Há muitos anos, num perfil publicado na VISÃO, o texto do então nosso jornalista Luís Miguel Viana começava com a seguinte frase: “Só tem menos três centímetros do que António Guterres”. Os Presidentes não se medem aos palmos e Luís Marques Mendes entrou forte, com um discurso bem estruturado e onde, acima de tudo, demonstra que sabe o que faz e para que serve um Presidente da República. Marques Mendes é o candidato A.E.E.: “Ambição. Estabilidade. Ética.” O primeiro slogan eleitoral, apresentado, em direto, na antena da SIC, no dia da despedida de 12 anos de comentário político, foi desenvolvido na apresentação da candidatura, em Fafe.
Não empolga? Não. Não entusiasma? Não. Não tem carisma? Não. Mas a serenidade, a humildade e a calma podem ser um trunfo em campanhas progressivamente vocais, polarizadas e destrambelhadas. Começa em baixo nas sondagens, mas nisso está bem acompanhado por Mário Soares. Só que Mendes não é Soares. Veremos como evolui.
O almirante
Com precisão, sem o nomear, Marques Mendes começou por separar as águas relativamente ao putativo candidato Henrique Gouveia e Melo. Puxando pelos galões da sua vasta experiência política, numa vida pública vivida com “integridade e dedicação”, ele quase citava o título de um livro de Mário Soares – “Um Político Assume-se” – enquanto “outros escondem que fazem política”. Depois, explica que o cargo de PR é eminentemente político e que, portanto, tem vantagem em ser exercido por alguém com uma sólida experiência política. Remata, numa frase diretamente dirigida ao eventual adversário militar: “Não é tempo de experimentalismos ou de aventuras”. Acusando o toque, a plateia aplaude-o, neste ponto.
O programa
Cooperação. O Presidente “é um construtor de pontes”. Deve cooperar com o Governo, o Parlamento a oposição. “Muito necessário” num País com um Parlamento fragmentado: “Não podemos estar sempre em eleições”. O Presidente deve ser firme, também, na defesa do Estado Social. E deve ser um referencial de ética na política. Marques Mendes recorda os tempos em que afastou alguns autarcas do PSD, por razões éticas. “Parece banal, mas nunca ninguém o tinha feito nem ninguém voltou a fazê-lo”. É mais uma pista para o que aí vem: deverá recordá-lo, na primeira oportunidade, ao adversário André Ventura. Homens ainda no ativo, como Isaltino Morais (apoiante declarado de Gouveia e Melo) e retirados, como Valentim Loureiro, lembram-se bem desse episódio… A estabilidade e o combate à degradação da democracia também dependem deste combate ético.
As causas
Marques Mendes lembra que o Presidente não governa, mas vai já avisando: enviará mensagens à Assembleia da República, em defesa de causas: o combate à pobreza. A criação de riqueza. Justiça e combate à corrupção (sugerindo reformas que limitem as manobras dilatórias na litigância e dispositvos, no Parlamento, que permitam afastar deputados comprovadamente indignos da função). Apoio à imigração controlada e à natalidade (associando, curiosamente, ambas). Combate à violência doméstica. Segurança (exigindo forças de segurança valorizadas).
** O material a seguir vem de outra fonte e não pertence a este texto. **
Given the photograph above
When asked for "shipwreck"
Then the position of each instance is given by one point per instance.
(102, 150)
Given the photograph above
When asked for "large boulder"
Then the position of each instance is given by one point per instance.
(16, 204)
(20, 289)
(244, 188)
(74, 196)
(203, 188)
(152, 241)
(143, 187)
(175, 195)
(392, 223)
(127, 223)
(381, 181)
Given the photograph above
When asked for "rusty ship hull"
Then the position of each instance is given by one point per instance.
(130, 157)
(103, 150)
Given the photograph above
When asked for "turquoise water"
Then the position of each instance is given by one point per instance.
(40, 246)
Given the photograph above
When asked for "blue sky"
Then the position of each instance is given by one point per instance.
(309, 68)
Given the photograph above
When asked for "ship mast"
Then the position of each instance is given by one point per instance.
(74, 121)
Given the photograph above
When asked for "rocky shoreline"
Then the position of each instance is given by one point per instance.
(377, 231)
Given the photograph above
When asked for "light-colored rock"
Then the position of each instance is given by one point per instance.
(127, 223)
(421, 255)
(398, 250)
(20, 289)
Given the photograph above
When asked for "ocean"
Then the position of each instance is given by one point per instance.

No final, o candidato define a Europa como o nosso espaço vital: um Presidente europeísta. E alude ao papel como comandante supremo das Forças Armadas – evitando, aqui, qualquer referência, mesmo indireta, a Gouveia e Melo.
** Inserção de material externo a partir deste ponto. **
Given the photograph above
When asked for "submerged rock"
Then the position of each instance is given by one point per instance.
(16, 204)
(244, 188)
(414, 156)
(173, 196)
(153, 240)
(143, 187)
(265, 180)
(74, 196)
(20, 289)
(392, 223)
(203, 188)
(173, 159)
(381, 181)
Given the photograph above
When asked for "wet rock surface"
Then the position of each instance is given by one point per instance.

À entrada, abordado pelos repórteres, Marques Mendes avisara: “Dou aqui o pontapé de saída para o debate de ideias”. O discurso não defraudou esse compromisso.
PS – Citou Sá Carneiro e segue na peudada de Mário Soares, na entrega do cartão partidário e na promessa de que será “Presidente de todos os portugueses”. Apresentado pelo presidente socialista da Câmara de Fafe, que o apoiará, meteu um pé na porta do eleitorado do centro esquerda. Uma estratégia em atualização.